To evaluate the effectiveness of germplasm identification with the above simplified SNP sets, markers selected from three methods, DT-PICS, HPS (High PIC selection), and RS (Random Selection), were separately performed for germplasm identification in simulation analyses. The HPS method selected SNPs with PIC values > 0.45 (hPIC) in Train_data as high PIC SNPs; the RS method selected SNPs randomly from Train_Data for identification.
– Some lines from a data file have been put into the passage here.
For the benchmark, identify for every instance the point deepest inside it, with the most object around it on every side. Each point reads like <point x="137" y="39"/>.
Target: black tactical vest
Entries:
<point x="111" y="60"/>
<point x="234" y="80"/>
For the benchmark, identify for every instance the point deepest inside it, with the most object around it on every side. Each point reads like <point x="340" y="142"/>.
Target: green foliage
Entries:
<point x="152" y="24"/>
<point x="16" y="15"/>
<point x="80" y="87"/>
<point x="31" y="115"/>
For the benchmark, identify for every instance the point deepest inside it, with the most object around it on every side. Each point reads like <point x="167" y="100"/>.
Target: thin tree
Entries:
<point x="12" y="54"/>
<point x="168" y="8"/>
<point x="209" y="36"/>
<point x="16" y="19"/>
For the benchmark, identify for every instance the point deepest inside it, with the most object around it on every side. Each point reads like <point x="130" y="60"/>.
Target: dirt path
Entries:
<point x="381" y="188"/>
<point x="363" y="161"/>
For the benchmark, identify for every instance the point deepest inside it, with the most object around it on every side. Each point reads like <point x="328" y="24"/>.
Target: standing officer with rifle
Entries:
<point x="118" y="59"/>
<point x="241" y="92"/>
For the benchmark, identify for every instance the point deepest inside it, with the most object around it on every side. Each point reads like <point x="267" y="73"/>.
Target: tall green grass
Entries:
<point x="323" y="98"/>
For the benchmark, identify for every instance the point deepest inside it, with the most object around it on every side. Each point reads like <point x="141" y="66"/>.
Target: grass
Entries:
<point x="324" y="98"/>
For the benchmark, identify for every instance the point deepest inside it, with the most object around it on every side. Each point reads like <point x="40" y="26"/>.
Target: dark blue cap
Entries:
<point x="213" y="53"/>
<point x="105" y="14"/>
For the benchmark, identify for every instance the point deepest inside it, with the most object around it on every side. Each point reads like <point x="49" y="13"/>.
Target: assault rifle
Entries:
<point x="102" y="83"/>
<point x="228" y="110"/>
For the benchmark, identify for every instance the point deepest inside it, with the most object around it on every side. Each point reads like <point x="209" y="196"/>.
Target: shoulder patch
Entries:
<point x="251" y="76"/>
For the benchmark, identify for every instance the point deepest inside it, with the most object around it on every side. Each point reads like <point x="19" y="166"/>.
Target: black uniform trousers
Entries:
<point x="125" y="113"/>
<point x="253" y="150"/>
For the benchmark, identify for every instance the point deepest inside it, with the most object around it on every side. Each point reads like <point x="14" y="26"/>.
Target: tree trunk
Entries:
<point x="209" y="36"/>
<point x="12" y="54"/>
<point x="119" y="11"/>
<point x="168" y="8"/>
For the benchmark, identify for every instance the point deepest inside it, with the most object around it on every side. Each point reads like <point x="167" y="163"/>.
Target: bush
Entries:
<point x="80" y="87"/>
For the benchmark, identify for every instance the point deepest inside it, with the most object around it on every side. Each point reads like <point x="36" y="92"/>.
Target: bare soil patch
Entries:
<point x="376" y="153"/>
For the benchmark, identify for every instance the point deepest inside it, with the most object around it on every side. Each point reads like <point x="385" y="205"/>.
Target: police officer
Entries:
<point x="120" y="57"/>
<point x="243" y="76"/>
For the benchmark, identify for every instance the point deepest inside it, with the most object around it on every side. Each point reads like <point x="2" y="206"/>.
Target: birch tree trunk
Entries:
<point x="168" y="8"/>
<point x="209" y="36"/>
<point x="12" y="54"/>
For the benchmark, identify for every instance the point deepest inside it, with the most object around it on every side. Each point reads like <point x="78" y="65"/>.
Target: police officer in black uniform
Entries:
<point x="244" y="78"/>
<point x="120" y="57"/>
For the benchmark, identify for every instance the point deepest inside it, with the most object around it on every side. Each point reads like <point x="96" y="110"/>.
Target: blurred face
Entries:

Five experimental levels, with all DT SNPs, 2/3 DT SNPs + 1/3 hPIC SNPs, 1/3 DT SNPs + 2/3 hPIC SNPs, all hPIC SNPs, and all RS SNPs, were set up with five repeats at each level. The number of markers at each level equaled the average value of all simplified SNP sets selected by DT-PICS mentioned above. To compare the distinguishing accuracy of the three methods, we separately modified 5%, 10%, and 15% SNPs of the germplasm to simulate the inconsistency of SNP genotypes among different samples of the same germplasm that can be caused by mutations, deletions, differences in sequencing platforms, and other factors in practical applications.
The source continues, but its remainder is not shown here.